# Compatibility issues betw/ Vaio laptop adapter, Linksys router & cable modem?



## jzeddy (Oct 27, 2006)

First of all, this is a great resource! I am a weekend novice, but have learned tons just by reading.

I recently purchased a Vaio TXN15 laptop with built-in Intel Pro/Wireless 3945ABG wireless adapter. My network consists of a Comcast cable modem and Linksys WRT54GX4 router. I have a desktop that is connected to the router via cable. My wife also used the network using the Airport card on her iMac. 

I have had no problems with internet connectivity until now. When I turn the Vaio wireless adapter on to get onto our network, I can call up maybe two or three web pages from the internet.
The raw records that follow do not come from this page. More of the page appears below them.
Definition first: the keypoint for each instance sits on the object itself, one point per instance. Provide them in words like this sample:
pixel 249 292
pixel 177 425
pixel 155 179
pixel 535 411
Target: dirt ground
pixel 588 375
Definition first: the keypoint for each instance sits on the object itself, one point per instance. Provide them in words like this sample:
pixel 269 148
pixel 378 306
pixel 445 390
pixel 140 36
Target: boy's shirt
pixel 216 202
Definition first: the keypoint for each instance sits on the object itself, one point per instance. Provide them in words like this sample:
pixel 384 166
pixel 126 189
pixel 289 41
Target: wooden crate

But, then after about a minute, both the laptop, iMac and the desktop loose their connection to the internet. On the desktop, I get the message that "the network cable is unplugged." But, I have checked and rechecked the cable and it is fine. 

In order to regain my internet connection on the desktop (and the iMac), I need to reset the modem and sometimes reset the router. If I turn on the Vaio adapter again, the same thing happens. This has never happened before the Vaio. 
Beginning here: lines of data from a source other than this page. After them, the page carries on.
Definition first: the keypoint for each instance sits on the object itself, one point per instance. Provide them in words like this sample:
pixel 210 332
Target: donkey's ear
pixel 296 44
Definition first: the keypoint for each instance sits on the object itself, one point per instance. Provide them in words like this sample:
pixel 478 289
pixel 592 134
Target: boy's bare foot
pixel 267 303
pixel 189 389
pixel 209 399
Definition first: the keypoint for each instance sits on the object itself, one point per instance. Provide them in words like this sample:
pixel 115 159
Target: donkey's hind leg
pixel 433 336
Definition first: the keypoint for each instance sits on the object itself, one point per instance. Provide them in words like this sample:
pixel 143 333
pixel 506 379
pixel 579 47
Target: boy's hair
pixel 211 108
Is this a compatibility issue? I keep thinking that I must be configuring something incorrectly. Thanks to all for your responses.


----------



## johnwill (Sep 26, 2002)

I can't imagine how the laptop wireless is knocking everyone off the Internet, especially the cable connection. Does the wired connection recover when you turn off the Sony?


----------



## JamesO (Mar 30, 2005)

First I would check for firmware updates for your router. 

Update the firmware if needed and see how things work.

Next I would go to Intel's support site and update the driver for the Sony internal wireless card. Intel has BIG problems with the drivers for their wireless products. Usually takes them 18+ months after the product has been released to resolve most problems.

Report back with findings.

JamesO


----------



## jzeddy (Oct 27, 2006)

JamesO, you are THE MAN!:sayyes: 

Firmware upgrade on Linksys router did the trick. Bizarre that it disconnected the cable modem whenever I used the Vaio adapter.

Thanks much!


----------



## Mike7143 (Nov 20, 2006)

im having a similar problem. I have the Linksys WRT54G wireless router set up in my residence hall. I (dell), roommate(dell) and other friends (HP,E-machine) can all get onto my wireless. another friend has the sony vaio. when he joins, it connects for about 30 seconds, then kicks everyone off, including him. and this process continues until his vaio is shut off. what gives? i've updated the linksys firmware already.


----------